Me había esperado una sorpresa por el estilo. Según la idea que Alfredo tenía de las cosas, llegaríamos a Beamfleot, tendríamos una discusión en términos decorosos y cerraríamos un compromiso aceptable del que debería informarle, pero yo estaba más al tanto de las costumbres de los hombres del norte. Querrían diversión. Si había de sentarme a negociar con ellos, antes tendría que brindarles una exhibición de fuerza. No me quedaba más remedio que dar prueba de mi valor pero, al ver a Weland, supe que no tenía nada que hacer. Más alto que los demás, a mí me sacaba la cabeza. Pero la misma corazonada que me puso en guardia para no someterme a semejante prueba era la que me había convencido de que llevase conmigo a Steapa, que exhibía ya su lúgubre sonrisa. No había entendido nada de lo que habíamos hablado Sigefrid y yo, pero había comprendido la razón de que Weland estuviera allí.

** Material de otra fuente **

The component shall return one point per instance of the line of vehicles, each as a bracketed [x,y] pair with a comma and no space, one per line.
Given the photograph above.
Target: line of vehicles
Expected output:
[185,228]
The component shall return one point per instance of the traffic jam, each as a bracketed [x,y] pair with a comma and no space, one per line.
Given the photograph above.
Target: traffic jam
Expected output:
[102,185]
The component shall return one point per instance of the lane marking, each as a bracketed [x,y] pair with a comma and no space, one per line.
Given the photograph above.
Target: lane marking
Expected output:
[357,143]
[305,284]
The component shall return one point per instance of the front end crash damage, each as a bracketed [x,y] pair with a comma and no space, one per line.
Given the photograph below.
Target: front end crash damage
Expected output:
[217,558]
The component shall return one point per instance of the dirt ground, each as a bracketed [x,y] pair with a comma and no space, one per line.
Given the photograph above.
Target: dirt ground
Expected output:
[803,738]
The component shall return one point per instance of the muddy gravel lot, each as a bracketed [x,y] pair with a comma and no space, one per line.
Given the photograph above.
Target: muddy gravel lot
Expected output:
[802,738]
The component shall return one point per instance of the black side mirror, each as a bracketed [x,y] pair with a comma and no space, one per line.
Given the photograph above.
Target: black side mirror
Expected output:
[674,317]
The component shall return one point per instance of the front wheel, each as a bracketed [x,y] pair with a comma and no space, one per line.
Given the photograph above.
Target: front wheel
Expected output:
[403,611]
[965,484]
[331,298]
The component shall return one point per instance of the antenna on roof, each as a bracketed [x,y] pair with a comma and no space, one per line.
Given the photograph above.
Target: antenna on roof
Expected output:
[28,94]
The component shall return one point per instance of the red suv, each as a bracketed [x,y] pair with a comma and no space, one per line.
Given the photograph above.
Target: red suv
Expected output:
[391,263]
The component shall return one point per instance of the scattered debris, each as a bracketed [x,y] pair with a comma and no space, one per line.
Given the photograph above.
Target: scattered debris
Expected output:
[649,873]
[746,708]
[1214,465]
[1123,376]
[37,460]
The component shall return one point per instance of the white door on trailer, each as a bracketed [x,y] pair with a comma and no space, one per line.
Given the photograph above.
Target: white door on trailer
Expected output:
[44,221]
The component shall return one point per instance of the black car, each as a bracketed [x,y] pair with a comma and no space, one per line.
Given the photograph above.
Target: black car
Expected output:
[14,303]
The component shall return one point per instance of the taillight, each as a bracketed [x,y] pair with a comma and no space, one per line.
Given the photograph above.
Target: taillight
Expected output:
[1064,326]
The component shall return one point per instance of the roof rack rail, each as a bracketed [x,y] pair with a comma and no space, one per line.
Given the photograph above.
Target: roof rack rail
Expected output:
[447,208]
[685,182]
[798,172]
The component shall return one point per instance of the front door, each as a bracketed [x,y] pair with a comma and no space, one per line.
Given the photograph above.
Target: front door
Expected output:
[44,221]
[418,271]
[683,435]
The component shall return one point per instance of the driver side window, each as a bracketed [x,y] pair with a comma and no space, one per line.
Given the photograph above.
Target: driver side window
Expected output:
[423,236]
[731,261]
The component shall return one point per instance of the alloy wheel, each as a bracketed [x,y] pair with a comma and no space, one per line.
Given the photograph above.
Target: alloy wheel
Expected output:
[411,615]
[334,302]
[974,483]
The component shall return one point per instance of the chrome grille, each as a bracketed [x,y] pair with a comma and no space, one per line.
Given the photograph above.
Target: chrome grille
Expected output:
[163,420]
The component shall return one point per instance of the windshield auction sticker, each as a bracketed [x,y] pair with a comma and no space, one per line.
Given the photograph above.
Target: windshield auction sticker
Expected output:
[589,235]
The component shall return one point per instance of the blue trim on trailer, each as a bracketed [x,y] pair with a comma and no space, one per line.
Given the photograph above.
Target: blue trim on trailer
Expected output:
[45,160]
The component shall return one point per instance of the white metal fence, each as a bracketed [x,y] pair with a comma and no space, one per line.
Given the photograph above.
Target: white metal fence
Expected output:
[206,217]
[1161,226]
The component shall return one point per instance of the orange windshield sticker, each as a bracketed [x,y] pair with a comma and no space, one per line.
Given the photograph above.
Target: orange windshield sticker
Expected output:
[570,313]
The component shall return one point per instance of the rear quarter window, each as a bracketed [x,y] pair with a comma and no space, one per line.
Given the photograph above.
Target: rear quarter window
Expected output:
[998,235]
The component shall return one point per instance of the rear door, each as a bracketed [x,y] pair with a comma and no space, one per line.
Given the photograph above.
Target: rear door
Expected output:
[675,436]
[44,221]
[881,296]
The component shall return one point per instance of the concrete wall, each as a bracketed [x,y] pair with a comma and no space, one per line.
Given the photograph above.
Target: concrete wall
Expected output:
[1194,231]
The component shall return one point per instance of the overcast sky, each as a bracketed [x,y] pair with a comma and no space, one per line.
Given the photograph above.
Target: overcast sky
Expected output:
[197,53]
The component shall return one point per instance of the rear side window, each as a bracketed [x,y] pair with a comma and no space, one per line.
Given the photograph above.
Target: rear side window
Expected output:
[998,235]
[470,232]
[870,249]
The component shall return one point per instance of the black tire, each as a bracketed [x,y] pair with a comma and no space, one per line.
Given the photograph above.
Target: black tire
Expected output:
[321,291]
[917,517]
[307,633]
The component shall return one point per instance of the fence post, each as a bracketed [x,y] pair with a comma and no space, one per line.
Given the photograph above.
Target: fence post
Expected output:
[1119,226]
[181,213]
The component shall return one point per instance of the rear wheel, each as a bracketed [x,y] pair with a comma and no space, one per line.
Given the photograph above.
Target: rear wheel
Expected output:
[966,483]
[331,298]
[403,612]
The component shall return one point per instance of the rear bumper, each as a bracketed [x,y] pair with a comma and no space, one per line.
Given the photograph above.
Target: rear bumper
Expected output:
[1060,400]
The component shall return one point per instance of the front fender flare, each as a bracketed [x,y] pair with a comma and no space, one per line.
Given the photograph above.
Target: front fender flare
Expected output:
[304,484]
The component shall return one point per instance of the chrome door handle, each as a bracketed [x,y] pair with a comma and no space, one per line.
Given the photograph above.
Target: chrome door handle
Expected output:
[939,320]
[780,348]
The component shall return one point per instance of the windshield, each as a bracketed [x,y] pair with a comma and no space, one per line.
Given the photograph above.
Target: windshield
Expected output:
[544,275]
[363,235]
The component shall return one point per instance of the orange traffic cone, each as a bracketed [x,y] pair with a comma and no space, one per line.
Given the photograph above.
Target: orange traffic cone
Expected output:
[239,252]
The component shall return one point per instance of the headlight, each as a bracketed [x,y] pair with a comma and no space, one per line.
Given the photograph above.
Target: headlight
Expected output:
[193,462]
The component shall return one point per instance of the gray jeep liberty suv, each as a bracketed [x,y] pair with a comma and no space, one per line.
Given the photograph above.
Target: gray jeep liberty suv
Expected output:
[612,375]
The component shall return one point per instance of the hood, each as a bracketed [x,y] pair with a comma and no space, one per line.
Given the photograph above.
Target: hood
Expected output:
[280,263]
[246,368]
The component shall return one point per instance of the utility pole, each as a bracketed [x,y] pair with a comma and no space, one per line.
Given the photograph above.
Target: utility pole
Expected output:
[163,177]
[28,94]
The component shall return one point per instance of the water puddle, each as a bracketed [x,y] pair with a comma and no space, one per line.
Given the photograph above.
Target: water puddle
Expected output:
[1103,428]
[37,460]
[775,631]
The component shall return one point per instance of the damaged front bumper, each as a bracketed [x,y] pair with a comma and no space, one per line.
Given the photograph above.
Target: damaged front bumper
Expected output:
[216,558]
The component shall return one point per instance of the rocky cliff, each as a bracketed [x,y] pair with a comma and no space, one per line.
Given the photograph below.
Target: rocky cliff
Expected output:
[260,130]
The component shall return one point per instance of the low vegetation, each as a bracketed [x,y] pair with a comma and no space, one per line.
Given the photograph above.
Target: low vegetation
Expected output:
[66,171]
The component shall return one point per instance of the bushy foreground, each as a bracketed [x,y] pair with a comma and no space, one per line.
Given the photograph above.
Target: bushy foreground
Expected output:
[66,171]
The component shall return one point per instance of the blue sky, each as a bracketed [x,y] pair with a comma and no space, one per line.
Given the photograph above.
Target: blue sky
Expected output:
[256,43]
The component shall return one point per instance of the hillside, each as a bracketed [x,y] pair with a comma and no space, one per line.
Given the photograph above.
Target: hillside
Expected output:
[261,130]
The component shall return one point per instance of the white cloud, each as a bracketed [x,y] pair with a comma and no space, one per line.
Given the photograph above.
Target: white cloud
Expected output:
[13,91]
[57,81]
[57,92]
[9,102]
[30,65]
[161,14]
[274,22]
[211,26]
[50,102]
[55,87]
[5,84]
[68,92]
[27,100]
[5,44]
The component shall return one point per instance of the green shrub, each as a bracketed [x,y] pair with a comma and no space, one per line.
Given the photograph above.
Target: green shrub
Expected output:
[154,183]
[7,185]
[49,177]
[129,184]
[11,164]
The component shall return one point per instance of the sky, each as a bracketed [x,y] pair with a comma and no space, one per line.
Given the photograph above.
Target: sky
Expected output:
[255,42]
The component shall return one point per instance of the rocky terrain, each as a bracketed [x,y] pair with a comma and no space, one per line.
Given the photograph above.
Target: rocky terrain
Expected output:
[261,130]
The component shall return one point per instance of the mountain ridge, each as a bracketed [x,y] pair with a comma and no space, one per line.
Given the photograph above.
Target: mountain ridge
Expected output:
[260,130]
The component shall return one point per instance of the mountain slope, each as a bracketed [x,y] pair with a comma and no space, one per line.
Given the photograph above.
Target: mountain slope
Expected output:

—¿He de enfrentarme con él? —me preguntó.
—No; seré yo quien lo haga —respondí.
—De ninguna manera, mientras yo esté vivo —me dijo. Se desabrochó el cinturón del que llevaba las espadas colgadas y se las entregó al padre Willibald; a continuación, se sacó la cota de malla por la cabeza. Los asistentes, disfrutando de la pelea de antemano, emitieron un sordo grito de aliento.
—Más vale, cachorrito, que sea vuestro hombre quien salga vencedor —dijo Sigefrid, a mis espaldas.
—Ya lo veréis —repuse, con una confianza que estaba lejos de sentir.
—En primavera, perrito —rezongó Sigefrid—, me impedisteis crucificar a un cura. Pero aún tengo curiosidad por ver qué es lo que pasa. Así que si vuestro hombre pierde, os crucificaré a esta mierda de cura y a ti.
—¿Qué está diciendo? —preguntó Willibald, tras observar la malévola mirada de que era objeto, y nervioso, como es natural.
—Dice que no recurráis a vuestra magia cristiana para decidir el combate —le mentí.